We first told you about Burke in 2022, when he was jailed for his Orwellian thought crime. Burke was arrested for showing up at his school after being barred from his job for his infraction.

"I love my school, with its motto Res Non Verba, ‘Actions not words,’ but I am here today because I said I would not call a boy a girl," Burke said at the time. "Transgenderism is against my Christian belief. It is contrary to the scriptures, contrary to the ethos of the Church of Ireland and of my school."

In July of 2023, a poll showed that 44 percent of millennials believe that misgendering a person should be a crime, and Michigan was considering Bill 4744, which would make it a felony to do so. The First Amendment, which the Irish Burke does not enjoy, would make such a law unconstitutional.

Last year, Burke was jailed for a third time.

Burke has every right to resist bending the knee to this insanity. As I have argued elsewhere, the trans activist Left has to resort to such tyrannical, authoritarian tactics because they are denying reality.

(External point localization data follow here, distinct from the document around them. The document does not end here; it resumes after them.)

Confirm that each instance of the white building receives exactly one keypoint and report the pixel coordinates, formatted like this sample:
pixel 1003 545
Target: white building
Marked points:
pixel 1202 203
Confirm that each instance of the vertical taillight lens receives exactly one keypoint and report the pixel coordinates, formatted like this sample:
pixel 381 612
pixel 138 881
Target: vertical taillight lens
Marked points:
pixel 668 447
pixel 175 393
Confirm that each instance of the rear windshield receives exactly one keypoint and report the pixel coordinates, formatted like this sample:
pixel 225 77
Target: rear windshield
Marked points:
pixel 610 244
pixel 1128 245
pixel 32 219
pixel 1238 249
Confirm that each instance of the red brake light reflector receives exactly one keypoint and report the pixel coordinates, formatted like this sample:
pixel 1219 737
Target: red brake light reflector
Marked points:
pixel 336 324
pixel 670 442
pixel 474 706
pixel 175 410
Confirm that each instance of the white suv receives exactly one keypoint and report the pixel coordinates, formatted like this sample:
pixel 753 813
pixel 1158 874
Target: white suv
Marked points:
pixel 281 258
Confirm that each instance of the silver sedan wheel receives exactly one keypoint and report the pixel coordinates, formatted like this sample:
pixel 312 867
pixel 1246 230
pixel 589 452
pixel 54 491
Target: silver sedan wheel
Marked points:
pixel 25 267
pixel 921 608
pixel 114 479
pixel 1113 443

And reality always, eventually, wins.

Burke's student is a boy. He will always be a boy, no matter how hard the U.K. government punishes people who acknowledge this reality.

In the meantime, the hypocrisy is glaring. The U.K. routinely lets Muslim and other Third World migrants off the hook for crimes — actual crimes like rape, assault, and murder — citing "cultural differences" and a failure to understand Western laws.

Guys like Burke get locked up, indefinitely, because they hold to their correct belief that a boy is born a boy and the state finds that intolerable.

Burke should be with his family today. That he isn't is an injustice that will one day be corrected.

In the meantime, say a prayer for him and all who are missing loved ones today.

God bless you all, and from my family to yours, have a very Merry Christmas.